Unresponsive participants can only be turned over to PBGC as missing if they are under the cash out threshold or they did not accept their lump sum payment. From MP-100 instructions:
Who counts as missing In general, a distributee is considered missing if, when the plan closes out, the plan doesn’t know the individual’s location (e.g., if a notice from the plan is returned as undeliverable). For purposes of these instructions, we use the term “Unlocatable” to describe a distributee in this situation.
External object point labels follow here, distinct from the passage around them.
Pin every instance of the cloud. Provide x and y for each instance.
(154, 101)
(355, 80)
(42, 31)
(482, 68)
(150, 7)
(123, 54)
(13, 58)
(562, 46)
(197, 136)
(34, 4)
P 1F P 2 An individual is also considered missing if: • The individual’s benefit was subject to a mandatory cash-out under the plan’s terms and the individual did not return the necessary paperwork providing instructions about how the payment should be made (e.g., by check or as a direct rollover to an IRA); or • The individual did not accept a lump sum payment, whether elected voluntarily or subject to mandatory cash-out (see “Unaccepted lump sum payments” below). We use the term “Unresponsive” to describe a distributee in either of the two situations noted immediately above. Note that a distributee may be both “Unlocatable” and “Unresponsive.”
Maybe a letter explaining how the benefit will have to be turned over to an insurance company will get the participants off the snide. This is the biggest pain for small CBPs. Even if the balances were $50k you'd have trouble finding an insurer, and the premiums would likely be 120%-140% or more of the current account balance.